Objectives The study evaluated the effect of early treatment with high-efficacy disease modifying therapies (DMTs) on disease outcomes in relapsing-remitting multiple sclerosis (MS).

Methods We have used the global MSBase cohort study to compare relapse and disability outcomes in patients who commenced (i) high-efficacy DMTs (alemtuzumab, natalizumab or fingolimod) versus low-efficacy DMTs within 4 years of their diagnosis of MS, or (ii) high-efficacy DMTs within 4 years versus after 6 years from diagnosis. Finally, we evaluated the association between the time of commencing therapy and the magnitude of the difference in disease outcomes between high-efficacy and low-efficacy DMTs.

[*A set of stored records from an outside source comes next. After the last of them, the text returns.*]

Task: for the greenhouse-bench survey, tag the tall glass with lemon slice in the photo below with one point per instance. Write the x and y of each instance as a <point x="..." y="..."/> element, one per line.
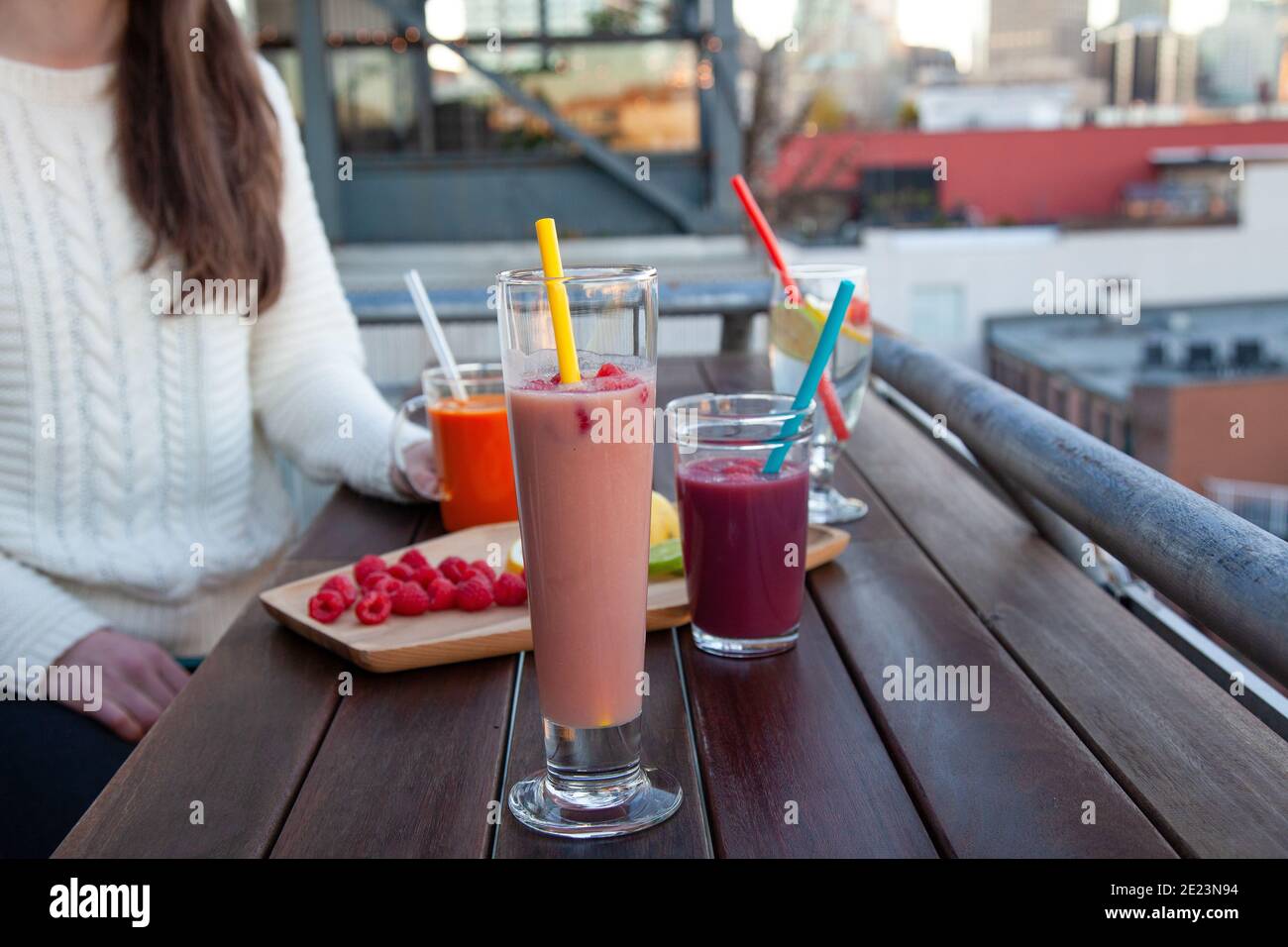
<point x="795" y="324"/>
<point x="583" y="429"/>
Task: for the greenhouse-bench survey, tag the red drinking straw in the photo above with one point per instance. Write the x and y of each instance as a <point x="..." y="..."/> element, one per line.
<point x="825" y="389"/>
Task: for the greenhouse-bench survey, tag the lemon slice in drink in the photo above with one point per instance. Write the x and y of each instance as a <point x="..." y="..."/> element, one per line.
<point x="665" y="558"/>
<point x="514" y="562"/>
<point x="664" y="519"/>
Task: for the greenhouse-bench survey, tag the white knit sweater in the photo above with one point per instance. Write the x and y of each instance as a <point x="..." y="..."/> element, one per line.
<point x="137" y="486"/>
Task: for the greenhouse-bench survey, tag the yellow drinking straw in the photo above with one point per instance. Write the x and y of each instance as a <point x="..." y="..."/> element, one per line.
<point x="548" y="240"/>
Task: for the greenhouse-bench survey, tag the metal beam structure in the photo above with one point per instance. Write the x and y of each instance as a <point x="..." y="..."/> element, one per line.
<point x="320" y="133"/>
<point x="1228" y="574"/>
<point x="691" y="195"/>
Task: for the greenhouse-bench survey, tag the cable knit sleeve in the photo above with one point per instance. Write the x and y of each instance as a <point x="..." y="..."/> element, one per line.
<point x="310" y="390"/>
<point x="42" y="620"/>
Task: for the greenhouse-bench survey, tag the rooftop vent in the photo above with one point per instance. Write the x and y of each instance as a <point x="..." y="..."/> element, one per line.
<point x="1155" y="354"/>
<point x="1247" y="355"/>
<point x="1201" y="356"/>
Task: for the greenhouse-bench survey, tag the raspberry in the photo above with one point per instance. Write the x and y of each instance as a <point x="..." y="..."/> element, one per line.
<point x="415" y="558"/>
<point x="326" y="605"/>
<point x="454" y="569"/>
<point x="410" y="599"/>
<point x="442" y="595"/>
<point x="485" y="578"/>
<point x="616" y="382"/>
<point x="342" y="583"/>
<point x="374" y="608"/>
<point x="473" y="595"/>
<point x="366" y="566"/>
<point x="373" y="579"/>
<point x="510" y="589"/>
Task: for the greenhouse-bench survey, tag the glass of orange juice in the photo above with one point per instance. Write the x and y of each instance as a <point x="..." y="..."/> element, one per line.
<point x="467" y="429"/>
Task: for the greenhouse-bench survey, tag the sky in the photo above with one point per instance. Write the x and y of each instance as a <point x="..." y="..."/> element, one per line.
<point x="954" y="25"/>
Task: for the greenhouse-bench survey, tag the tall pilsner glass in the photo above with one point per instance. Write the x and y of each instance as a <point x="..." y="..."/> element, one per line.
<point x="584" y="468"/>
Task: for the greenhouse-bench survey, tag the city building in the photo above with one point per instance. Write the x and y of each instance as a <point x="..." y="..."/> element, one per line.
<point x="1146" y="62"/>
<point x="1129" y="11"/>
<point x="939" y="285"/>
<point x="1197" y="393"/>
<point x="1006" y="106"/>
<point x="1035" y="40"/>
<point x="465" y="120"/>
<point x="1243" y="58"/>
<point x="848" y="65"/>
<point x="1025" y="176"/>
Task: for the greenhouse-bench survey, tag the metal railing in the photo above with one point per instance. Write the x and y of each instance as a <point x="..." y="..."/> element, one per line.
<point x="1228" y="574"/>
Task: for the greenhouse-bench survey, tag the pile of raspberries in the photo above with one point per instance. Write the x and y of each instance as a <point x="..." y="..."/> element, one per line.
<point x="412" y="586"/>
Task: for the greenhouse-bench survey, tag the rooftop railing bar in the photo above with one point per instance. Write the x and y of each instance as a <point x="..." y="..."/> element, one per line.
<point x="1228" y="574"/>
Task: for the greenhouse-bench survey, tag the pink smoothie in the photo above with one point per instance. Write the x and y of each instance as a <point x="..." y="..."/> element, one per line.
<point x="735" y="526"/>
<point x="584" y="512"/>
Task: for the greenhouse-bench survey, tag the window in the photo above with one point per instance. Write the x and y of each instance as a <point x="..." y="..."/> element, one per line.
<point x="397" y="91"/>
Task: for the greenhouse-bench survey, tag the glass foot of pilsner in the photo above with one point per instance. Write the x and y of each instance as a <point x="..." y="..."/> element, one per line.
<point x="593" y="787"/>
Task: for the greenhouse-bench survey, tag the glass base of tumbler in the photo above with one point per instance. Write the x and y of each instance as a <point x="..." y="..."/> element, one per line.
<point x="829" y="506"/>
<point x="593" y="787"/>
<point x="745" y="647"/>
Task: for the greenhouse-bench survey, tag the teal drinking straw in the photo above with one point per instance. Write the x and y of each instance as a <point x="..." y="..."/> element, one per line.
<point x="816" y="365"/>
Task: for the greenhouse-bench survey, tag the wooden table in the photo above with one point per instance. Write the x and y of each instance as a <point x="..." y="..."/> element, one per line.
<point x="1099" y="738"/>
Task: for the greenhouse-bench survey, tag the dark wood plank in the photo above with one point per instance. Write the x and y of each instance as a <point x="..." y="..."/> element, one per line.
<point x="417" y="753"/>
<point x="668" y="744"/>
<point x="243" y="735"/>
<point x="1008" y="781"/>
<point x="352" y="525"/>
<point x="1207" y="772"/>
<point x="787" y="737"/>
<point x="793" y="729"/>
<point x="408" y="768"/>
<point x="222" y="742"/>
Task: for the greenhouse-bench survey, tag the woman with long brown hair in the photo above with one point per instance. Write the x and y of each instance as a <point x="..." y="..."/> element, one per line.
<point x="143" y="146"/>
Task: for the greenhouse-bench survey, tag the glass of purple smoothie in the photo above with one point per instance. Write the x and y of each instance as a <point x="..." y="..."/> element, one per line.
<point x="743" y="532"/>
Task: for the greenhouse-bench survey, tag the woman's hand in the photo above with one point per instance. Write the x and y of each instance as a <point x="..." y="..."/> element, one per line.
<point x="421" y="478"/>
<point x="140" y="681"/>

The study used propensity score matching with pairwise censoring to mitigate indication and attrition bias, intention-to-treat approach to mitigate the effect of informed censoring, analysis of robustness to unmeasured confounding and multiple sensitivity analyses.

Results 430 and 1295 matched patients commenced high-efficacy or low-efficacy DMTs within 4 years of diagnosis, respectively. The patients treated early with high-efficacy DMTs experienced less relapses (annualised relapse rate 0.22 versus 0.42) and were more likely to recover from disability (hazard ratio 1.5, p=0.04) than those commencing low-efficacy DMTs. 619 and 1210 matched patients commenced high-efficacy DMTs within 4 years or after 6 years of their diagnosis, respectively. No differences in disease outcomes were observed. Finally, 500 and 1949 patients commenced high-efficacy or low-efficacy DMTs (irrespective of the date of commencement), respectively. The difference in annualised relapse rate between the high- and low-efficacy DMTs diminished with time. In contrast, no time-dependent flux in disability outcomes was observed.

Conclusions Early commencement of high-efficacy DMTs in relapsing-remitting multiple sclerosis provides superior control over relapse activity than their delayed commencement. However, disability outcomes on high-efficacy DMTs are independent of the timing of therapy.